An even split of the array is good because it leads to a balanced tree of recursive procedure calls.

There are many ways to choose the pivot element. One of the simplest is to choose the last element, but that doesn’t guarantee an even split.

Simple implementation:

static int partition_ez(int[] A, int begin, int end) {
  ArrayList<Integer> L = new ArrayList<Integer>();
  ArrayList<Integer> R = new ArrayList<Integer>();
  int pivot = A[end - 1];
  for (int i = begin; i != end - 1; ++i) {
     if (A[i] ≤ pivot) { L.add(A[i]); }     // O(1)*
     else { R.add(A[i]);  }
  }
  int pivot_loc = copy(L, A, begin);
  A[pivot_loc] = pivot;
  copy(R, A, pivot_loc + 1);
  return pivot_loc;
}

Time complexity: O(n) Space complexity: O(n)

Partition in-place

But we can be more space efficient by reusing A for L and R.
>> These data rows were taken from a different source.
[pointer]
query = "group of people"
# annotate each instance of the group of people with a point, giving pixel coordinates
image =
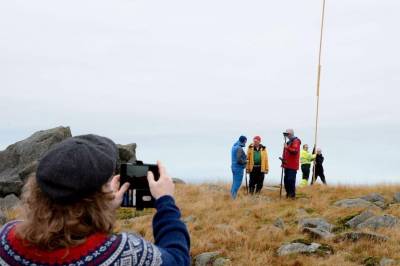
(255, 163)
(70, 205)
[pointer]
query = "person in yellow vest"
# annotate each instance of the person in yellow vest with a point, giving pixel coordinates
(257, 164)
(306, 159)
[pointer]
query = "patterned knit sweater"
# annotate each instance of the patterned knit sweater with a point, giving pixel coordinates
(171, 246)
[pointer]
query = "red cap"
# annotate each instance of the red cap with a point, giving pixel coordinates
(257, 138)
Example run of the partition algorithm:

[2,8,7,1,3,5,6,4]       (draw with extra space between the numbers)

The last element is the pivot:

[2,8,7,1,3,5,6|4]

We move from left to right, separating the elements into those less than 4 and those greater than 4.

[||2,8,7,1,3,5,6|4]
[2||8,7,1,3,5,6|4]
[2|8|7,1,3,5,6|4]
[2|8,7|1,3,5,6|4]

swap 1 with 8 (the front of the sequence of greater-than elements)

[2,1|7,8|3,5,6|4]

swap 3 with 7

[2,1,3|8,7|5,6|4]
[2,1,3|8,7,5|6|4]
[2,1,3|8,7,5,6||4]

To finish off, we need to put 4 (the pivot) into the middle. swap 4 with 8

[2,1,3|4|7,5,6,8]

Looking at a half-way point in the run gives us a good idea for what the algorithm needs to do.

[2,1|7,8|3,5,6|4]
     i   j

if A[j] ≤ pivot, swap it with first greater-than elt., increment i and j

[2,1,3|8,7|5,6|4]
       i   j

if A[j] > pivot, just move on to the next j

[2,1,3|8,7,5|6|4]
       i     j

Space-efficient implementation:

int partition(int[] A, int begin, int end) {
   int pivot = A[end-1];
   int i = begin;
   for (int j = begin; j != end-1; ++j) {
      if (A[j] ≤ pivot) {
         swap(A, i, j);
         ++i;
      }
   }
   swap(A, i, end-1);
   return i;
}

Student exercise

Apply quicksort to the array, write the state of the array after each step within the partitioning

[6,1,2,3]

quicksort(A, 0, 4)

Time complexity of partition: Θ(n)

Worst-case time complexity of quicksort

Suppose that each time we partition, it turns out that everything ends up in L. So the recursive call to sort L is T(n-1) and G is T(0).

  T(0) = 1
  T(n) = T(n-1) + T(0) + n
  
  T(n) = T(n-1) + T(o) + n
       = (T(n-2) + T(0) + n-1) + T(o) + n
       = T(n-2) + 2 + n + n-1
       = T(n-3) + 3 + n + n-1 + n-2
  
  T(n) in O(n²)

Best-case time complexity

Suppose that each time we partition, L and G come out the same size.

T(n) = T(n/2) + T(n/2) + Θ(n) = 2 T(n/2) + Θ(n)

T(n) in O(n log(n))

Random Pivot

A better way to choose the pivot is to choose an element at random.